As Bill Gates is quoted as saying, “Most people overestimate what can be achieved in one year and underestimate what they can achieve in ten years”.
When we relocated our relatively new business to the Melbourne eastern suburb of Burwood in 1999, we carefully looked at property values and potential fees as part of our business plan. Average values then were about $180,000. Fast forward 19 years and the cheapest house in the area will set you back about $1,000,000. Average prices across Melbourne are about 4 times higher than 20 years ago, whilst the Eastern suburbs in which we operate have increased to be about 5 times those prices.
If we had been asked what to invest in then or how much growth could be expected, we simply would not have predicted this. Year in and year out, doomsayers predict the imminent collapse of values (yes, we’re talking about you Harry) and of course there have been pauses and dips along the way. But stand back and look at the results over 10, 20 or even 40 years.
We aren’t arguing that this is a good thing and yes, we have children who struggle to enter the market too. But we can either complain how unfair life is and live a life of regret and lost opportunities or make the effort to tap into an astonishingly stable growth as evidenced by a very long history. When is the best time to enter the market? When you can. Will you get the timing right? Not unless you are simply lucky. Might prices soften after you buy? Of course. But when have I advised my own family to buy property? As soon as you possibly can.

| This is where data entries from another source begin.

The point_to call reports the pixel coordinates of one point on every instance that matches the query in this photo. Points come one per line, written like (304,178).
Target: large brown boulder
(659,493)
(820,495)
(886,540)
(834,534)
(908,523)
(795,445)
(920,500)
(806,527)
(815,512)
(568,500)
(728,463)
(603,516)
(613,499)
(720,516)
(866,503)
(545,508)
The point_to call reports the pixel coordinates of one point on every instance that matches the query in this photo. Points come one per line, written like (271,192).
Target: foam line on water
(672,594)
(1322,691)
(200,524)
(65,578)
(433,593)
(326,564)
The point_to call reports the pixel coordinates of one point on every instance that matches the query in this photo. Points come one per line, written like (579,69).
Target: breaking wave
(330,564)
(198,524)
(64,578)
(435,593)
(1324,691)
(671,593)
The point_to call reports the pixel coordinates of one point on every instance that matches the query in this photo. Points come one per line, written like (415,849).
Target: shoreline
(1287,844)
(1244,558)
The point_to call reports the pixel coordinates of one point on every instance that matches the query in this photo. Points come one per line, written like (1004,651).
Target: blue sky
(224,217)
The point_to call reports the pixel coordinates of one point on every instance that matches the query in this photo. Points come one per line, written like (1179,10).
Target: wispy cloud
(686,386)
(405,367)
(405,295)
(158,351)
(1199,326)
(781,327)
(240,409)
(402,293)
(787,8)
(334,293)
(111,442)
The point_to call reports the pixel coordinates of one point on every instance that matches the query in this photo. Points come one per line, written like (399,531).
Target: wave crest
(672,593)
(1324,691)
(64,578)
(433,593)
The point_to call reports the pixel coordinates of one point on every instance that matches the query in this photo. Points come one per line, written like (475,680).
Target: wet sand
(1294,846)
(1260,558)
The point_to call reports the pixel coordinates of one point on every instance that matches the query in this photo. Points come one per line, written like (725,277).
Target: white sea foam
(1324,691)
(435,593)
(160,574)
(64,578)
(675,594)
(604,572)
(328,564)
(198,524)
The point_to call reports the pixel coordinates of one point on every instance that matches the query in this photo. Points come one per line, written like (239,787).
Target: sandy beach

10 years goes by in what seems like no time and if you want to know what your property might be worth in 10 years time, simply look at prices from 10 years ago (or possibly only 5 if you want to be conservative). Do you wish you’d bought then? Right now is the 10 years you’ll be looking back on in 10 years’ time. Don’t fall into life’s trap and become one of the “If only I had…” people that others feel sympathy for.